先日、あるお店の店長(Aさん)と話をしました。その店長Aさんと話をしていて、改めてLGBTアライとは何かについて考えてみました。

その店はチェーンではないですが、一般的な居酒屋です。知り合いのFTMトランスジェンダー(Bさん)が『自分の働いている店に来てください』というので行ってきました。店長さんはLGBT当事者ではありませんが、店には、僕が行ったときにBさんの他にもトランスジェンダーの方が働いていました。

店長Aさんは話してみると、気さくないい人なんですが、自分の店のスタッフがトランスジェンダーであるとかLGBTであるとか、あんまりはっきり分かっていませんでした。
そんなにそこに関心がないというのが正確かもしれません。

店長に話を聞いてみると、トランスジェンダーという言葉も聞いたことはあるものの、性自認がどうとかというのはよく分かっていません。ただ『これまでBみたいなのはたくさん働いていたよ』と言っていました。この居酒屋はスタッフの更衣室は男女別ですがトイレは男女共用です。店長Aさんに聞くと、『更衣室はこっちを使いたいとかいろいろ希望はあるけど、それはそのとき本人と話をして、どうするか決めている』と言っていました。
店長Aさん曰く『BはBだから。明るくしっかり働いてくれれば男でも女でも関係ない』とのことでした。

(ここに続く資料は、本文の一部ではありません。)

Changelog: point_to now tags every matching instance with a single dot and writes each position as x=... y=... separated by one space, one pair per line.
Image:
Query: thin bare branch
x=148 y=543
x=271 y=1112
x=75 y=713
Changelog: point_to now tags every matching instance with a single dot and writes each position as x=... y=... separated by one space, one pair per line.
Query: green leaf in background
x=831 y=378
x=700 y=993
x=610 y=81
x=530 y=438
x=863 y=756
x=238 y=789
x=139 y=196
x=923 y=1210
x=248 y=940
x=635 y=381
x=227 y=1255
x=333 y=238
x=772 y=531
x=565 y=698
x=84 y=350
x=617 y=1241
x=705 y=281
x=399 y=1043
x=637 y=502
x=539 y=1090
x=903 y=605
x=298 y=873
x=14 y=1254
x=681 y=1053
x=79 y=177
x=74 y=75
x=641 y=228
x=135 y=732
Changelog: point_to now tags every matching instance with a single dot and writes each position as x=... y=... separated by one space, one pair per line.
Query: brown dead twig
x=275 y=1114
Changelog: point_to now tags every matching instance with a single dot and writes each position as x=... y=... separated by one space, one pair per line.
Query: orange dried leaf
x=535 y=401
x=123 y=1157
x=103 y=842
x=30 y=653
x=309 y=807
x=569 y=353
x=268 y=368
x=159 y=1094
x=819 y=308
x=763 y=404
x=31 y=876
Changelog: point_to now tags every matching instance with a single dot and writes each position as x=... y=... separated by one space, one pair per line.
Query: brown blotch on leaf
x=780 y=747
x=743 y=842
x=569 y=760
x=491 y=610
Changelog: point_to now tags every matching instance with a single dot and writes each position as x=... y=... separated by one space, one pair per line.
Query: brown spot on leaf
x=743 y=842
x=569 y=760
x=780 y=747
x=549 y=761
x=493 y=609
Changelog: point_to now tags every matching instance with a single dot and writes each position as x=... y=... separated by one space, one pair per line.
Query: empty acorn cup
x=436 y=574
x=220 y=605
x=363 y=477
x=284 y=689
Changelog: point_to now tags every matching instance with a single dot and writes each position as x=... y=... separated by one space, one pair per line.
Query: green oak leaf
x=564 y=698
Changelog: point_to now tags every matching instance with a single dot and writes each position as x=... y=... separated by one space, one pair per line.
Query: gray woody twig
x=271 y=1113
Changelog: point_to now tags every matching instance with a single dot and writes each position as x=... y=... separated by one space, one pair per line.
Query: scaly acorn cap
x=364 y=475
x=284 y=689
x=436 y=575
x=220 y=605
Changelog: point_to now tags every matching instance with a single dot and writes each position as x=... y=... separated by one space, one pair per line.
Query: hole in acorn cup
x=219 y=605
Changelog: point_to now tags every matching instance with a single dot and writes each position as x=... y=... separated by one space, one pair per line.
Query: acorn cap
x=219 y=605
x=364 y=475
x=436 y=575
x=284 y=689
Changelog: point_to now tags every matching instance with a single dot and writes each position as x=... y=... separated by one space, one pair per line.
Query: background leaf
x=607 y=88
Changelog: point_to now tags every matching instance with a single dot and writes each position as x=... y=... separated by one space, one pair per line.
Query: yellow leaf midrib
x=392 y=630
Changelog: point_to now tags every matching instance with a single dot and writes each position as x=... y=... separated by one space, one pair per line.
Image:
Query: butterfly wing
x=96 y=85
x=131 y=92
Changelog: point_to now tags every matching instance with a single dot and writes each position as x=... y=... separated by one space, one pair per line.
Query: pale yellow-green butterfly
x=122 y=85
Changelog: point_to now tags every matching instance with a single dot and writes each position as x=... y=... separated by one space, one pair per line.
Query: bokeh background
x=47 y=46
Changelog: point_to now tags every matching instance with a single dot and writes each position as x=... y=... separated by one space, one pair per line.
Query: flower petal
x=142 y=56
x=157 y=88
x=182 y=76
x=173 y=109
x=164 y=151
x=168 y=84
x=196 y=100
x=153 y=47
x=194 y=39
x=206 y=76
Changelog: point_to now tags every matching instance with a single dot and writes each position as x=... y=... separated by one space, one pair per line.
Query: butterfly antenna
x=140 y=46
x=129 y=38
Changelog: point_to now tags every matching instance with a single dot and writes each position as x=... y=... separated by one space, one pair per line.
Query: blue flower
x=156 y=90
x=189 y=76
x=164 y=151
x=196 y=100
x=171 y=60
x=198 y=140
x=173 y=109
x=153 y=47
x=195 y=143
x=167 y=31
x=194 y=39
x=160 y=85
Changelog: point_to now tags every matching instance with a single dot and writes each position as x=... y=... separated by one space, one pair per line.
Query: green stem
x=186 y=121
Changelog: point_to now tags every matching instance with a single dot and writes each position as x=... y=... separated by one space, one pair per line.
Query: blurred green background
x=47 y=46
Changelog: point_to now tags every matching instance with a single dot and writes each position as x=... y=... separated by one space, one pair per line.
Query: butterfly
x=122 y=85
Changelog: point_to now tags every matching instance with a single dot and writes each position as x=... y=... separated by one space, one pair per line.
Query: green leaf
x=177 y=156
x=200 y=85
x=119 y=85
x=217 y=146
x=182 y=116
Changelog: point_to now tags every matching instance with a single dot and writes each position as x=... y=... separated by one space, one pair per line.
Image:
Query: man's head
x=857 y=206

“男でも女でも”という言い方も、じゃあ中性や両性などはどうなのか?など厳密にはツッコミどころはあると思うのですが、大切なことは、ここにはLGBT当事者にとって働きやすい職場環境があるということです。この店長Aさんの性格や考え方が働きやすさをつくっていると感じました。

先日、企業のLGBT取り組みを評価する指標である『PRIDE指標』の発表がありました。2018年は前年より50社近く応募企業数が増えて、全体で153社の応募がありました。それだけLGBTに理解のあるフレンドリーな企業が増えてきているということだ思います。

LGBT当事者が働きやすい職場づくりには、『制度』と『風土』の両輪が大切だと言われています。その中でも風土をつくっていくためにはアライが増えていくことが必要だと考えられています。

ではアライとは何でしょうか?

アライとはLGBTを理解し支援する人と言われることが多いです。理解者・支援者とはどういう人を指すのでしょうか?

先ほどの店長Aさんは、いわゆるLGBTの基礎知識はそれほどありません。FTMとかMTFとかの言葉も知りませんでした。ただ店長Aさんは、スタッフ一人一人と向き合い、その要望や価値観を尊重しているのです。

アライの考え方についてはいろいろありますが、一番大切なことは相手と向き合い、相手の価値観を尊重することだと考えています。それに伴って必要な知識を身につけたり、目に見える形の行動をどうとっていくかは、その次にくることかなと思います。

企業として、自社でLGBT取り組みを進めるうえでアライの認定であったり、テストをするケースもあります。自社のアライマークをつけるには、一定の基準をクリアしてほしいということです。
知識の多寡を問うて、認定をするというのは分かります。特に企業としてはそういうアプローチもありだと思いますし、それで関心が高まるのなら良いと思います。

ただ知識の多寡や行動量はアライの必要条件ではないのかもしれません。

アライというのは非当事者だけのものでもありません。LGBT当事者自身もLGBTアライかどうかというのはあると思います。相手の価値観を尊重するという意識や考え方は、他人がランク付けしたり認定されたりするものではないのでしょう。

アライとは相手の価値観を尊重する姿勢をもっていること。

LGBTダイバーシティ&インクルージョンを進めれば、LGBTだけでなく他のD&Iが進む効果があるという意見もあります。その通りだと思います。相手の価値観を尊重する姿勢は、LGBTに限らずすべての人に対して大切な姿勢であり、だからこそすべての人が働きやすい職場環境づくりにつながるのだと思います。